Tunnel dreams

25 November 2015

IT'S A HOT Sunday evening in late June. I've got an assignment overdue for work; lectures starting early the following morning, and instead of thinking about either I'm heading to the Warwick University Campus Bar. It's good to be back in further education.

I had joined some 90 attendees for the British Tunnelling Society's Tunnel Design and Construction Course, which takes place over a five-day stretch each summer.

Attendees ranged from engineering students curious about underground construction, to young tunnel engineers looking to improve their knowledge of tunnelling concepts, to industry veterans interested in areas outside their particular expertise.

For the most part though, the attendees were young. And among the students, the same reason for attending kept coming up: "I'm desperate for a job in tunnelling". Believe them. The BTS offers sponsorship for up to five university students, which is obtainable by writing a 500-word essay on 'what do you hope to gain from the BTS Design and Construction Course', but others have to pay course fees of the order of GBP 1,400. A definite financial commitment for a student.

A number of students approached me to ask about likely employment prospects; which companies are active, which companies are hiring, who to speak to, and so on. Perhaps companies and recruiters are missing an opportunity here. The course was excellent (see pp.48-49), and met its aim of "providing a comprehensive introduction to all aspects of tunnelling". It is also clearly popular; the lecture hall would be getting crowded with too many more people attending.

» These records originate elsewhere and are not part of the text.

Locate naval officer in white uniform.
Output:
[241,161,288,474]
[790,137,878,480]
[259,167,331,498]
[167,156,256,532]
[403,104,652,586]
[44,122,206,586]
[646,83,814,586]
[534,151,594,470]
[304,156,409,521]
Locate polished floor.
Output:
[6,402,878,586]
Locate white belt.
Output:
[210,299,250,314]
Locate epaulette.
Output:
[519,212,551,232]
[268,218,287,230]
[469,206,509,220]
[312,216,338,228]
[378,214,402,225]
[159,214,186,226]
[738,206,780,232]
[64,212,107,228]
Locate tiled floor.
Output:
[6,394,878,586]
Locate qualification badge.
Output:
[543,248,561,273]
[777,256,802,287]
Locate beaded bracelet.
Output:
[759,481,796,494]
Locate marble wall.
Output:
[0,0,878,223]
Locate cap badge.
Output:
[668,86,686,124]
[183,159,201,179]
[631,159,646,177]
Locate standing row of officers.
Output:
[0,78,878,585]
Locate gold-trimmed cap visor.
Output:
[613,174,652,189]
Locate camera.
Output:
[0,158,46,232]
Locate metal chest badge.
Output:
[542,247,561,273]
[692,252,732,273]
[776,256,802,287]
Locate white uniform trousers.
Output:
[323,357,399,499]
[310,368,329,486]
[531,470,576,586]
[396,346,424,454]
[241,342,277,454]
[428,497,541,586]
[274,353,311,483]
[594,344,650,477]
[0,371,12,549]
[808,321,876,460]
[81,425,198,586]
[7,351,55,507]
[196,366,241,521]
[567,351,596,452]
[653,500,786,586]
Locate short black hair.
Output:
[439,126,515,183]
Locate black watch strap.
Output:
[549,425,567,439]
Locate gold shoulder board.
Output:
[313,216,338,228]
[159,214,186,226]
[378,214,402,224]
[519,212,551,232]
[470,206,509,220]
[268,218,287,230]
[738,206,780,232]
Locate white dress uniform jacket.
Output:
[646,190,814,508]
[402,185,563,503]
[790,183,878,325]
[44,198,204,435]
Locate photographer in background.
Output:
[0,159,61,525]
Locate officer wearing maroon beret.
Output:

But perhaps the wider industry could benefit from a careers segment, or a system by which students completing the course could submit their CVs to BTS Corporate Members, or other interested companies, for consideration.

One of the first activities of the Greek Tunnelling Society Young Members when it formed last year was to append a Career Day on to the Eastern European Tunnelling Conference. The main objective was to bring together tunnelling engineers with companies from Greece and the rest of Europe.

The two-part event began with presentations, first from the companies setting out their work and development plans, then a talk by the ITA Young Members Group on the growing role of young engineers in the ITA. The second part of the event was a networking session between companies and attendees.

Companies involved included: Hill International; Dr. Sauer and Partners; Systra; Geos Ingenieurs Conseils; Geodata; Vinci Construction; Omikron Kappa Consulting; Lombardi; and Pini Swiss Engineers. And speaking a couple of months after the event, a Greek Tunnelling Society member confided that out of the 80 Career Day attendees (it is not know how many applied for jobs), at least 10 were invited to second stage interviews.

This, or a similar approach, might be beneficial in making the course not only a way of passing on knowledge, but also an effective tool to bring fresh labour into the industry.